Didn't say all of them were bad. As a matter of fact, I complimented the innovation right here:





Windows on Wash said:


> I Cars today are amazing in all facets of engineering as compared to 30 years ago...



But now you are changing the argument. The statement was the engineers know better about everything and that "Bubba" the grease monkey didn't know anything. So are you telling me know that engineers might make mistakes? Say it ain't so?!?!


----------



## ron45 (Feb 25, 2014)

When I hear arguments/debates such as this concerning engineers
I think of a back and forth that gets nowhere
con·ven·ient
/kənˈvēnyənt/

fitting in well with a person's needs, activities, and plans.

In one incident the same people will swear by engineers when it fits their needs, then in the next incident the engineers, make many mistakes, try and fool you, etc..

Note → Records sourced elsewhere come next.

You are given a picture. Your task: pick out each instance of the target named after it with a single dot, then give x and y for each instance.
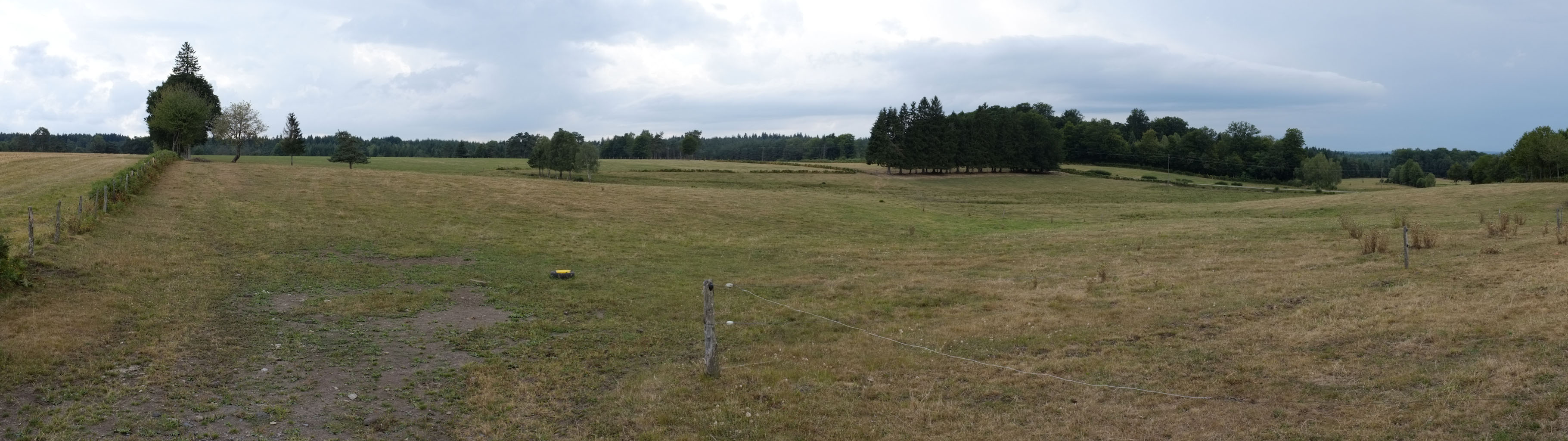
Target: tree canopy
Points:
(183, 117)
(187, 76)
(349, 150)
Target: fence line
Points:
(971, 360)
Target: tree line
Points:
(919, 137)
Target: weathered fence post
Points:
(30, 231)
(709, 339)
(1407, 245)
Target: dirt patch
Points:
(383, 261)
(311, 377)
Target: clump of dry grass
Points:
(1374, 241)
(1423, 236)
(1349, 225)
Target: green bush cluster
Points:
(690, 170)
(795, 164)
(829, 172)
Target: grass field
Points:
(41, 180)
(253, 299)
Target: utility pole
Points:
(709, 339)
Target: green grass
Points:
(40, 181)
(1213, 292)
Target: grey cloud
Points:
(1101, 73)
(435, 79)
(34, 60)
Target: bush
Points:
(10, 269)
(1423, 236)
(1349, 225)
(1374, 241)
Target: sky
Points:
(1354, 76)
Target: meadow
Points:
(408, 299)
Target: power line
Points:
(971, 360)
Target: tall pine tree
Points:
(294, 140)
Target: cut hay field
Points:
(41, 180)
(269, 302)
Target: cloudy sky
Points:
(1354, 76)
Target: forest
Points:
(918, 137)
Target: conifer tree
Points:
(690, 142)
(292, 142)
(186, 75)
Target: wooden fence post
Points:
(709, 339)
(29, 231)
(1407, 245)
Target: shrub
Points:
(1423, 236)
(1349, 225)
(1374, 241)
(10, 269)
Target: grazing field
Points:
(41, 180)
(269, 302)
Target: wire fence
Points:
(1250, 401)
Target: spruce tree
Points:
(294, 140)
(186, 75)
(349, 150)
(186, 62)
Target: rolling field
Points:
(410, 299)
(41, 180)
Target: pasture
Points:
(250, 300)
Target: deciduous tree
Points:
(183, 115)
(349, 150)
(237, 126)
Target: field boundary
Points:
(971, 360)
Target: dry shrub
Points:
(1423, 236)
(1374, 241)
(1349, 225)
(1399, 220)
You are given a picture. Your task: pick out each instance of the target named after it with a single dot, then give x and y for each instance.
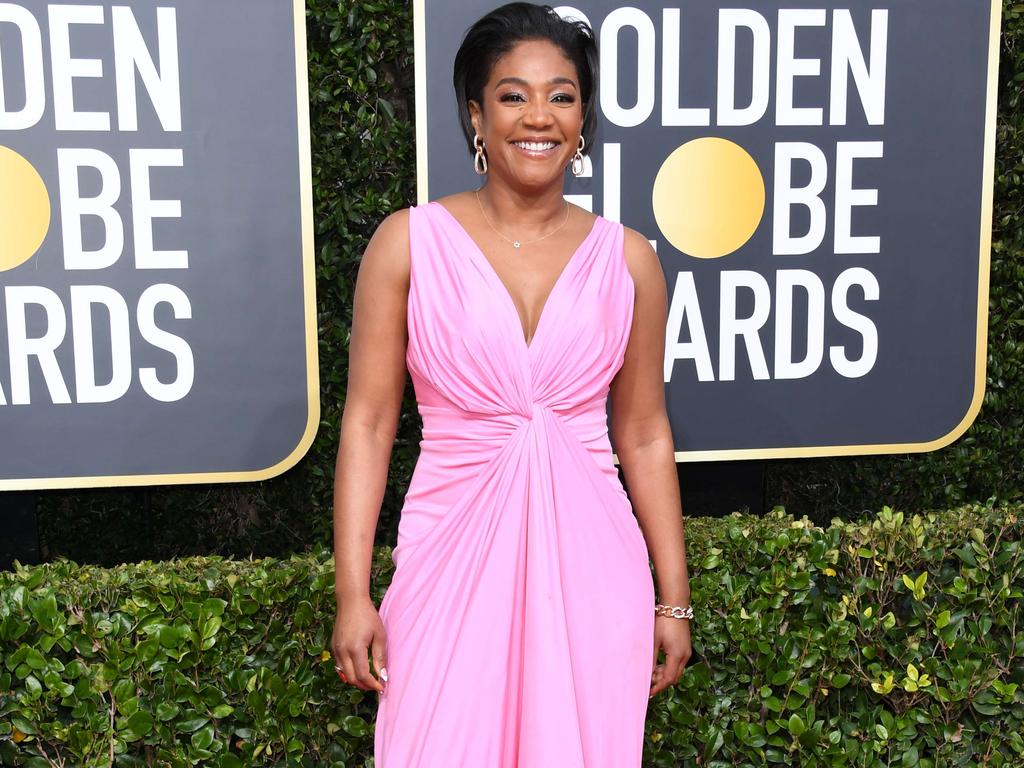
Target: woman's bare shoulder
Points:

Which one is better Ford or Chevy in the meantime every one crosses the finish line from Chrysler, Dodge, Fiat, Volkswagen, etc..

Here's something to consider.

Out of all the cars that have been around a longtime would it be safe to say, some used and some didn't.

The only times I ever used fuel injector cleaner is when I thought I had fueled up with contaminated gas.


----------



## HotRodx10 (Aug 24, 2017)

> An engineer designed every single piece of your vehicle. One failed. Not bad. Without the engineers every part would have failed.


But not all by the same engineer. Sometimes, even if the engineering of each piece were flawless (which it never is), there's still going to be unintended interactions of the various systems. 

Of course I'm not down on engineers, at all; you might have noticed, I am one. I do structural design for the DOT, mostly bridges. I know how very well how to design good bridges. That, however, does not make me an expert on the _maintenance_ of those bridges. I defer to the people who have inspected hundreds of bridges to determine when and how they need to be maintained. They also come up with things that we can do better in the configuration of the bridge components when we design them, to avoid things that lead to premature failure (like corners that catch water or provide nesting places for birds).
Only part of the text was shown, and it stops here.